Disjoint-Set


Data structure for maintaining relations between elements.

Definition:

The disjoint-set data structure is a data structure that is used to determine the set to which an element belongs.

Problem:

Take the following example:

A is with B, C is with D, E is with F, F is with C, G is with B.
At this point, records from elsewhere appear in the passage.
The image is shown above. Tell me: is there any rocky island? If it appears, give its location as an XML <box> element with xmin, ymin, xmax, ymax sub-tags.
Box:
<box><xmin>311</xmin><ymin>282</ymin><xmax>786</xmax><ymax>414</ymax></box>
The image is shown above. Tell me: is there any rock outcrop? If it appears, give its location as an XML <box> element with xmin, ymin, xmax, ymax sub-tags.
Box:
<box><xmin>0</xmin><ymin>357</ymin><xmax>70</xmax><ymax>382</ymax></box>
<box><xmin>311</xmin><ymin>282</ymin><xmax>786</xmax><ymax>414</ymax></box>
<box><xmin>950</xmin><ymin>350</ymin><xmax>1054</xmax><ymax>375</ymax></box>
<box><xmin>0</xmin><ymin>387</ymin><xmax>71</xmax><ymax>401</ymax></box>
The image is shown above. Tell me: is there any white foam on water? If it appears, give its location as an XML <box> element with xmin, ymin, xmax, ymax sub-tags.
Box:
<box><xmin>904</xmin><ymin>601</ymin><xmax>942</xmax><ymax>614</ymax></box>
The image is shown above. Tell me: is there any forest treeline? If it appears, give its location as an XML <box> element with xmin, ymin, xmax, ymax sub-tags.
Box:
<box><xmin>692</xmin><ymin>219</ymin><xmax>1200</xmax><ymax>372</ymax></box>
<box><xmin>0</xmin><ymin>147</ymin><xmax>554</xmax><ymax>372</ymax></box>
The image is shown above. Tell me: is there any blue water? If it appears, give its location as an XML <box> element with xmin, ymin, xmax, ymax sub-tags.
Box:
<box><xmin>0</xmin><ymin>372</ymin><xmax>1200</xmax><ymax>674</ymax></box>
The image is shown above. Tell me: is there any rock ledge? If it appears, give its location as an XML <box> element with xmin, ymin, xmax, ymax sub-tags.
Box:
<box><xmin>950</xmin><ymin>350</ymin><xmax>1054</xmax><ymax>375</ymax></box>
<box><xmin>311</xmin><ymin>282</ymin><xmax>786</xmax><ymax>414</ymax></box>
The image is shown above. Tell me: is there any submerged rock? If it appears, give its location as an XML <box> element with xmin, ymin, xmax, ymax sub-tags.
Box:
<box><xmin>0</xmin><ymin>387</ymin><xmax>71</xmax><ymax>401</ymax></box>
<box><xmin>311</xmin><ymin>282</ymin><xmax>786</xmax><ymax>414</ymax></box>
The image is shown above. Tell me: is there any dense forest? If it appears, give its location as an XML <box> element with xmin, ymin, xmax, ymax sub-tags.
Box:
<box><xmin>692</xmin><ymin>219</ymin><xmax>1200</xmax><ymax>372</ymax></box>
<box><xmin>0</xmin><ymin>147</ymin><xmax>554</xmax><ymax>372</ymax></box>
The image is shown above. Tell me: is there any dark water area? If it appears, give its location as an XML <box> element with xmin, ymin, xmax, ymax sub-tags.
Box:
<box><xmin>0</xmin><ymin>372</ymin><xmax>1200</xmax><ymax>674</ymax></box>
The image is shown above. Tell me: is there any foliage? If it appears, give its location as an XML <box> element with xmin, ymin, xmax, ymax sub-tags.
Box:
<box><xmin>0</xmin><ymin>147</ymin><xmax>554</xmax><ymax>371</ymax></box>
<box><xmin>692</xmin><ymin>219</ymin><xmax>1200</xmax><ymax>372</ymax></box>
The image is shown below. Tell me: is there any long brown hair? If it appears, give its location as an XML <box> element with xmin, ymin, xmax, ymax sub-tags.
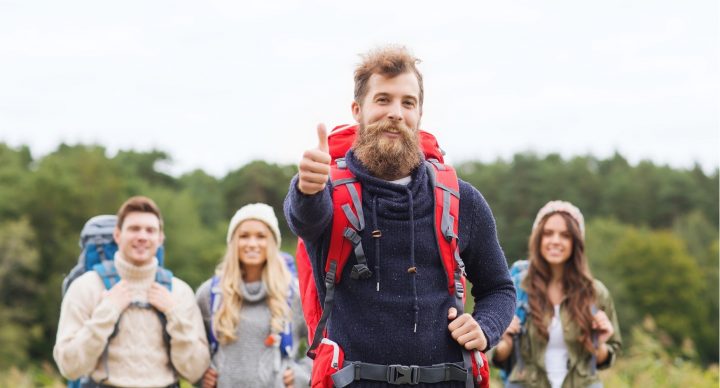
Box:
<box><xmin>523</xmin><ymin>212</ymin><xmax>595</xmax><ymax>352</ymax></box>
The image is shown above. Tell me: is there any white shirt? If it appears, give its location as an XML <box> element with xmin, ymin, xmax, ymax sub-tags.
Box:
<box><xmin>545</xmin><ymin>304</ymin><xmax>568</xmax><ymax>388</ymax></box>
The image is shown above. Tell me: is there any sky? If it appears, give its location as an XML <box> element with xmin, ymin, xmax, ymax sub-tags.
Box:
<box><xmin>0</xmin><ymin>0</ymin><xmax>720</xmax><ymax>177</ymax></box>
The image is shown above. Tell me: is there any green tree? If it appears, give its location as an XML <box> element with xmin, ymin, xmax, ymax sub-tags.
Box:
<box><xmin>0</xmin><ymin>218</ymin><xmax>42</xmax><ymax>371</ymax></box>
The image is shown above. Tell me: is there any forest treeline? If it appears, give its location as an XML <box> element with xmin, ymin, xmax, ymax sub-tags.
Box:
<box><xmin>0</xmin><ymin>143</ymin><xmax>720</xmax><ymax>372</ymax></box>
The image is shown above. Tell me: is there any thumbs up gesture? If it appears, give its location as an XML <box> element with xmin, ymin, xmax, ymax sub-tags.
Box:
<box><xmin>298</xmin><ymin>124</ymin><xmax>330</xmax><ymax>195</ymax></box>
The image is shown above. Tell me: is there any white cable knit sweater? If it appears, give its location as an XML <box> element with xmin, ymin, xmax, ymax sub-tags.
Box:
<box><xmin>53</xmin><ymin>252</ymin><xmax>210</xmax><ymax>387</ymax></box>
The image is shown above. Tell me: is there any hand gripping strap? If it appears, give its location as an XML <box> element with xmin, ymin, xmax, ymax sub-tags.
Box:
<box><xmin>425</xmin><ymin>160</ymin><xmax>479</xmax><ymax>388</ymax></box>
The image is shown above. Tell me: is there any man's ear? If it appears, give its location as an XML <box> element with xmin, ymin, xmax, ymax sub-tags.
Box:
<box><xmin>350</xmin><ymin>101</ymin><xmax>361</xmax><ymax>123</ymax></box>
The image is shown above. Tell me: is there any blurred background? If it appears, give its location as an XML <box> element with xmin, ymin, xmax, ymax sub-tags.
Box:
<box><xmin>0</xmin><ymin>0</ymin><xmax>720</xmax><ymax>387</ymax></box>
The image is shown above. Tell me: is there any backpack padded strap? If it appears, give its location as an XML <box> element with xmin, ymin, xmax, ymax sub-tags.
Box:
<box><xmin>155</xmin><ymin>267</ymin><xmax>173</xmax><ymax>292</ymax></box>
<box><xmin>93</xmin><ymin>260</ymin><xmax>120</xmax><ymax>290</ymax></box>
<box><xmin>307</xmin><ymin>260</ymin><xmax>339</xmax><ymax>360</ymax></box>
<box><xmin>332</xmin><ymin>361</ymin><xmax>467</xmax><ymax>387</ymax></box>
<box><xmin>325</xmin><ymin>164</ymin><xmax>365</xmax><ymax>283</ymax></box>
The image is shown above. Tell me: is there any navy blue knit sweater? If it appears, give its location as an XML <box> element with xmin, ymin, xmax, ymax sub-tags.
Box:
<box><xmin>284</xmin><ymin>151</ymin><xmax>515</xmax><ymax>387</ymax></box>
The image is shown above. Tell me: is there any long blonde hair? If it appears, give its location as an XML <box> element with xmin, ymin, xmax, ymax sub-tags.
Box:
<box><xmin>213</xmin><ymin>223</ymin><xmax>291</xmax><ymax>344</ymax></box>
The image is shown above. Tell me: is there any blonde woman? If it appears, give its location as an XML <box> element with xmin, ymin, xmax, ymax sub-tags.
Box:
<box><xmin>196</xmin><ymin>203</ymin><xmax>310</xmax><ymax>388</ymax></box>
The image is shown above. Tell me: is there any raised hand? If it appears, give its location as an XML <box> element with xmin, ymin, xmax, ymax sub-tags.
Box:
<box><xmin>592</xmin><ymin>310</ymin><xmax>615</xmax><ymax>345</ymax></box>
<box><xmin>298</xmin><ymin>123</ymin><xmax>331</xmax><ymax>195</ymax></box>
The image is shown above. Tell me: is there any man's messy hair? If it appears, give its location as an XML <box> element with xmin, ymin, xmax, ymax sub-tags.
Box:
<box><xmin>355</xmin><ymin>45</ymin><xmax>424</xmax><ymax>107</ymax></box>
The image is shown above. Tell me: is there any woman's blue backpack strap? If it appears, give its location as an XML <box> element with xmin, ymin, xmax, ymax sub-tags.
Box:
<box><xmin>510</xmin><ymin>260</ymin><xmax>530</xmax><ymax>326</ymax></box>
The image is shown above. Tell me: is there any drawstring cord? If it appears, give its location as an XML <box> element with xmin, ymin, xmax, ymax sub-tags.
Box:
<box><xmin>372</xmin><ymin>196</ymin><xmax>382</xmax><ymax>292</ymax></box>
<box><xmin>405</xmin><ymin>187</ymin><xmax>420</xmax><ymax>333</ymax></box>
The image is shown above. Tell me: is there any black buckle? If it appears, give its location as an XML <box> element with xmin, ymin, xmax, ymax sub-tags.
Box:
<box><xmin>350</xmin><ymin>264</ymin><xmax>372</xmax><ymax>280</ymax></box>
<box><xmin>387</xmin><ymin>364</ymin><xmax>420</xmax><ymax>385</ymax></box>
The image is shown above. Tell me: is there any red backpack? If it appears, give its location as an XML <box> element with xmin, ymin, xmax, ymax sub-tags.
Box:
<box><xmin>296</xmin><ymin>125</ymin><xmax>490</xmax><ymax>388</ymax></box>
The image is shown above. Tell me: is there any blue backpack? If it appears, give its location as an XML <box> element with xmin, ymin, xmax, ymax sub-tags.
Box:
<box><xmin>208</xmin><ymin>252</ymin><xmax>299</xmax><ymax>357</ymax></box>
<box><xmin>62</xmin><ymin>214</ymin><xmax>172</xmax><ymax>297</ymax></box>
<box><xmin>62</xmin><ymin>214</ymin><xmax>173</xmax><ymax>388</ymax></box>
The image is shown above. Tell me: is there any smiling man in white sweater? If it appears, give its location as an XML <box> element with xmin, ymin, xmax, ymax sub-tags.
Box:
<box><xmin>53</xmin><ymin>197</ymin><xmax>210</xmax><ymax>387</ymax></box>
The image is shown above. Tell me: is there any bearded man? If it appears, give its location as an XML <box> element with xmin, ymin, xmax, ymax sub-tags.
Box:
<box><xmin>284</xmin><ymin>46</ymin><xmax>515</xmax><ymax>387</ymax></box>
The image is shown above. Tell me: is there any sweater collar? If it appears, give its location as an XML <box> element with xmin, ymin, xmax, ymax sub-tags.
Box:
<box><xmin>345</xmin><ymin>149</ymin><xmax>427</xmax><ymax>198</ymax></box>
<box><xmin>241</xmin><ymin>280</ymin><xmax>267</xmax><ymax>303</ymax></box>
<box><xmin>115</xmin><ymin>251</ymin><xmax>158</xmax><ymax>281</ymax></box>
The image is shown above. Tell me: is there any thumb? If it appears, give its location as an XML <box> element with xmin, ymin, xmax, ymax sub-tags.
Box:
<box><xmin>318</xmin><ymin>123</ymin><xmax>329</xmax><ymax>152</ymax></box>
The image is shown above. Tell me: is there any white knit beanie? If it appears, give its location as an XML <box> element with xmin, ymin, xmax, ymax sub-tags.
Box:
<box><xmin>227</xmin><ymin>203</ymin><xmax>280</xmax><ymax>247</ymax></box>
<box><xmin>533</xmin><ymin>201</ymin><xmax>585</xmax><ymax>240</ymax></box>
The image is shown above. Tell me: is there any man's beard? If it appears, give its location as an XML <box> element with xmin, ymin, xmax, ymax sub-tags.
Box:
<box><xmin>353</xmin><ymin>119</ymin><xmax>423</xmax><ymax>180</ymax></box>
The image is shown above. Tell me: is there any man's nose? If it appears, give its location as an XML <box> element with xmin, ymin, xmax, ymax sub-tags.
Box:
<box><xmin>387</xmin><ymin>102</ymin><xmax>403</xmax><ymax>121</ymax></box>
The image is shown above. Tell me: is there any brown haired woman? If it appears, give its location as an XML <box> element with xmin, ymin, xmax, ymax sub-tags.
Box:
<box><xmin>491</xmin><ymin>201</ymin><xmax>622</xmax><ymax>388</ymax></box>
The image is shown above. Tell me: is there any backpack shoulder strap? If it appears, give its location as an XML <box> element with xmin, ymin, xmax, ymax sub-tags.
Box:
<box><xmin>425</xmin><ymin>159</ymin><xmax>465</xmax><ymax>305</ymax></box>
<box><xmin>425</xmin><ymin>158</ymin><xmax>482</xmax><ymax>387</ymax></box>
<box><xmin>92</xmin><ymin>260</ymin><xmax>120</xmax><ymax>290</ymax></box>
<box><xmin>208</xmin><ymin>275</ymin><xmax>222</xmax><ymax>355</ymax></box>
<box><xmin>510</xmin><ymin>260</ymin><xmax>530</xmax><ymax>326</ymax></box>
<box><xmin>155</xmin><ymin>266</ymin><xmax>173</xmax><ymax>291</ymax></box>
<box><xmin>325</xmin><ymin>159</ymin><xmax>372</xmax><ymax>284</ymax></box>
  1. What’s the minimum number of sets to fit all the elements?
  2. Are A and D in the same set?

Solution:

Of course, we can use multiple linked lists to solve this. Disjoint-set is somewhat similar. Traditionally, disjoint-set is implemented as such:

int f[N];
void init() {
    for (int i = 1; i <= n; i++) f[i] = i;
}

Where f[i] is the parent of i. If f[i] == i, then i is the root of the set. If f[i] != i, then i is not the root of the set, and f[i] is the parent of i. To find the root, we implement a find() function, like so:

int find(int x) {
    return x == f[x] ? x : find(f[x]);
}

You may be wondering why do we need to to find the root of the set. The reason is that we can determine whether two elements are in the same set by comparing their roots. In other words, if find(x) == find(y), then x and y are in the same set, as they have the same root. To put two elements into the same set, we can do as such:

void merge(int x, int y) {
    f[find(x)] = find(y);
}

This function merges the set of x and the set of y by setting the root of x to the root of y. For the example, we can solve it quite easily with disjoint-set:

init();
f[1] = 2;
f[3] = 4;
f[5] = 6;
f[6] = 3;
f[7] = 2;

Then we can answer the questions:

// 1. What's the minimum number of sets to fit all the elements?
int cnt = 0;
for (int i = 1; i <= n; i++) {
    if (f[i] == i) cnt++;
}
cout << cnt << endl;
// 2. Are A and D in the same set?
cout << (find(1) == find(4)) << endl;

But, as you probably noticed, the find() function gets quite inefficient when the tree is deep. To solve this, we can use the union by rank and path compression optimization. The union by rank optimization is quite simple. We just need to maintain the rank of each element, and merge the set with the smaller rank to the set with the larger rank. The path compression optimization is also quite simple. When we find the root of an element, we can set the parent of all the elements on the path to the root. The implementation is as follows:

int find(int x) {
    return x == f[x] ? x : f[x] = find(f[x]);
}

This way, each time an element is added to a set, the set is flattened, and the tree is kept shallow. But is this all? Of course not.

Optimization:

We add an additional information to the disjoint-set: the size of the set. This way, we can merge the smaller set to the larger set. Why is this necessary? Let’s take a look at the following example:

1->2
 ->3
4->5->6
 ->7

If we merge 4 to 1, the tree will become:

1->2
 ->3
 ->4->5->6
    ->7

But if we merge 1 to 4, the tree will become:

4->5->6
 ->7
 ->1->2
    ->3

The first tree has the maximum depth of 4, while the second tree has the maximum depth of 3. This is why we need to merge the smaller set to the larger set - so that at its worst, the find() function wouldn’t need to traverse as far. To tackle this, we alter the f[] array to store the size of the set as well as the root information. The idea is like such:

  1. If i is the root of the set, then f[i] is the negative value of the size of the set.
  2. If i is not the root of the set, then f[i] is the parent of i.
  3. When we merge, we merge the root of the smaller set to the root of the larger set, and update the size of the set. Notice we used negativity to distinguish the root from the non-root. The implementation is as follows:
int f[N];
void init() {
    for (int i = 1; i <= n; i++) f[i] = -1;
}
int find(int x) {
    int t = x;
    while(f[t] > 0){
        t = f[t];
    }
    while(x != t){
        int tmp = f[x];
        f[x] = t;
        x = tmp;
    }
    return t;
}
void merge(int x, int y) {
    x = find(x);
    y = find(y);
    if(x == y) return;
    if (f[x] < f[y]) {
        f[x] += f[y];
        f[y] = x;
    } else {
        f[y] += f[x];
        f[x] = y;
    }
}

Notice that instead of recursively calling the find() function, we use a while loop to find the root of the set. This is because recursion can be quite inefficient, as each layer of recursion adds to the stack.